「日本人は保険好き」とよく言われます。保険は一度加入すると、見直そうと思っても、「いまある保障よりも減ってしまう」という恐怖から、減額には心理的負担がかかります。そのため、契約時には本当に必要なものかどうか、シビアに判断することが重要です。本記事ではAさんの事例とともに、生命保険の必要性について長岡FP事務所代表の長岡理知氏が解説します。
恐ろしい…年収450万円、実家で70代母と二人暮らしの40代長男が「毎月12万円」支払っていた「ムダなもの」【FPが解説】 (※画像はイメージです/PIXTA)

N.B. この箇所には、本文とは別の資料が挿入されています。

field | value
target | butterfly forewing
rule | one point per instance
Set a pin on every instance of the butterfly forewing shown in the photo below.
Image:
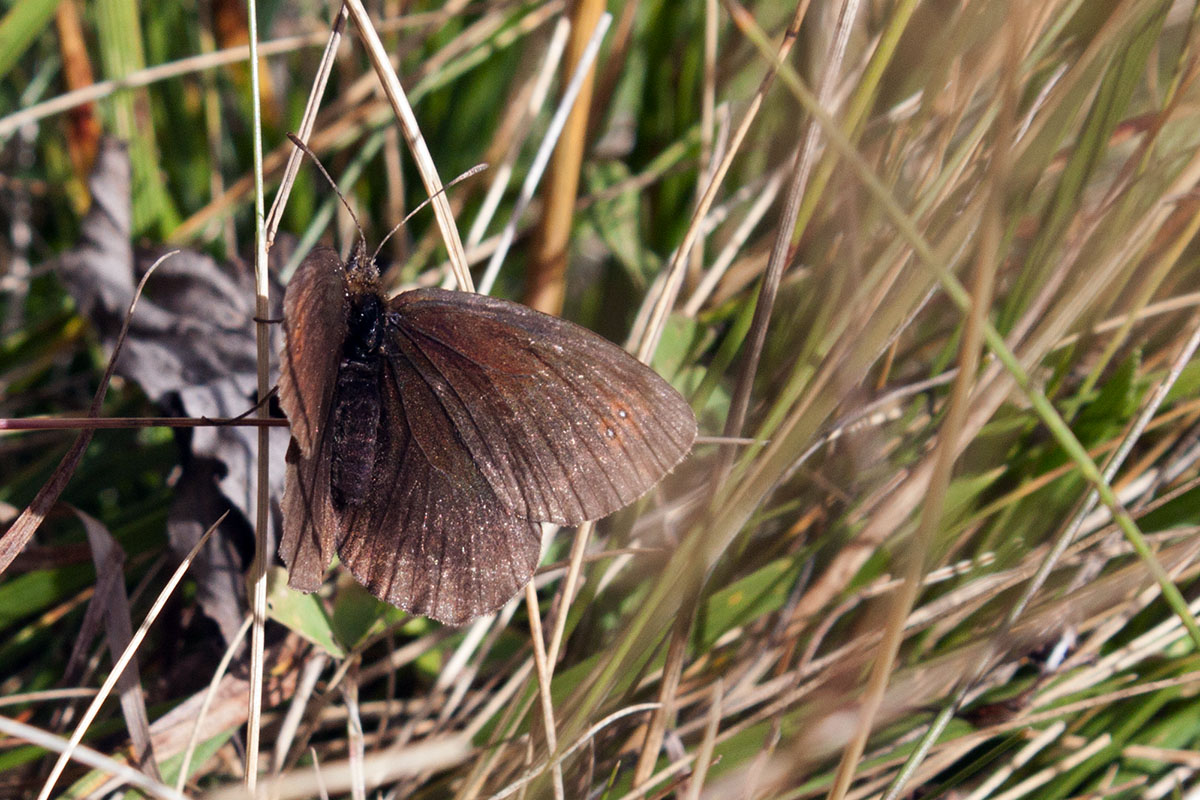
(426, 456)
(564, 425)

日本人は生命保険が大好き?生命保険加入率の意外な現状

「日本人は生命保険が大好きで、全体の加入率は高い」というイメージをお持ちの方も多いと思います。

 

一定年齢以上の方であれば、就職すると職場に生命保険会社の営業職員(主に女性)がやってきて、昼休みなどに勧誘されたという経験を持っている方が多いでしょう。当時は熱心すぎる勧誘によって誰もが嫌々ながら加入したものの、生命保険に加入する意識を広めたという点では、この生命保険会社による「職域活動」の功績は大きいといえます。

 

日本人の生命保険や共済生命の加入率は約8割という調査結果があります。公益財団法人 生命保険文化センターの2022年の調べによると、男性の77.6%、女性の81.5%が生命保険または共済生命に加入していることがわかります。

 

そして保険料(かけ金)の平均は、世帯単位で年間37万1,000円となっています。毎月約3万円ですから、可処分所得に占める割合は決して低くはありません。3万円があったらなにができるでしょうか。月の食費が3万円という世帯は決してめずらしくありません。月3万円をつみたてNISAに入れていたら、いまごろかなり増えていたのにと考える人もいるでしょう。

 

最近の物価高の状況では、若い世代を中心に生命保険のかけ金がもったいないと考える人も増えています。

 

生命保険分野の調査・教育機関であるLIMRA(米国)の2022年の調査(LIMRA「Global Consumer Pulse」2022)では、22歳から55歳の生命保険加入率の国際比較がなされています。

 

それによると、生命保険加入率の世界1位は台湾(78%)、2位はインドと香港(75%)、4位はタイ(73%)、5位は中国(72%)となっています。日本は62%で減少傾向にあり、決して高くはないアメリカ・ヨーロッパ諸国の加入率に近づきつつあります。

 

この数字を裏付けるかのように、生命保険不要論をネットでも多く見かけるようになりました。当社(ファイナンシャルプランナー事務所)でも、「生命保険をすべて解約したいがリスクはそれほどか分析してほしい」という依頼が年々増えています。